El martes por la noche, la muerte violenta del bailarín de TV Globo, Douglas Rafael da Silva Pereira, de 25 años, presuntamente en manos de la policía en la favela de Pavao-Pavaozinho desató la ira de decenas de jóvenes que descendieron la colina hasta Copacabana e Ipanema y fueron confrontados con armas de fuego, bombas lacrimógenas y gas pimienta por las fuerzas del orden. "La policía disparaba balas de verdad y la gente se protegía como podía tirando piedras y botellas, con cajones de madera", contó un testigo de las protestas de Copacabana que sólo se identificó como Flavio y que no descartó más muertos.

En la mira. La policía negó cualquier responsabilidad en la muerte de Silva Pereira.

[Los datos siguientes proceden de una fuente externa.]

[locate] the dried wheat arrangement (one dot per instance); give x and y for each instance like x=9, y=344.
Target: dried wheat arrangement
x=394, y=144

Pero la madre del joven, la enfermera Maria de Fátima Silva, sostuvo ayer que su hijo fue "torturado hasta la muerte por la policía de pacificación", en una referencia a los agentes que ocupan la comunidad en el marco del programa de Unidad de Policía Pacificadora (UPP). "La UPP es una farsa, una mentira", sostuvo la mujer, al aludir al programa creado en 2007 por la gobernación de Río para expulsar a narcotraficantes que controlan las favelas de la ciudad que el 13 de julio recibirá la final del Mundial en su mítico estadio Maracaná.

La policía carioca dijo que Silva Pereira habría muerto tras caerse cuando intentaba saltar un muro de una guardería, donde buscaba refugiarse de un tiroteo entre agentes y narcotraficantes. Esta versión, sin embargo, fue desmentida por forenses, que apuntaron que la muerte del bailarín se debió a una perforación del tórax —probablemente causada por un disparo— que provocó hemorragia y edema agudo de pulmón.

Temores. Durante las protestas que siguieron al hallazgo del cuerpo del bailarín, un hombre resultó herido de un balazo en la cabeza, y falleció cuando era transportado al hospital. La violencia en una de las áreas más ricas y turísticas de Río reavivó el temor de los brasileños a la repercusión internacional del caso en el exterior y sus efectos sobre la imagen del país anfitrión del Mundial de Fútbol.

La policía comenzó un ambicioso programa de seguridad en 2007 para expulsar a las bandas de algunos de más de 1.000 barrios marginales de la ciudad y por primera vez estableció puestos permanentes. Las llamadas UPP son parte de los esfuerzos para hacer segura esta ciudad notoriamente violenta antes del Mundial de Fútbol de junio y las Olimpiadas de 2016. Las UPP también han sido objeto de críticas por su uso de tácticas de mano dura.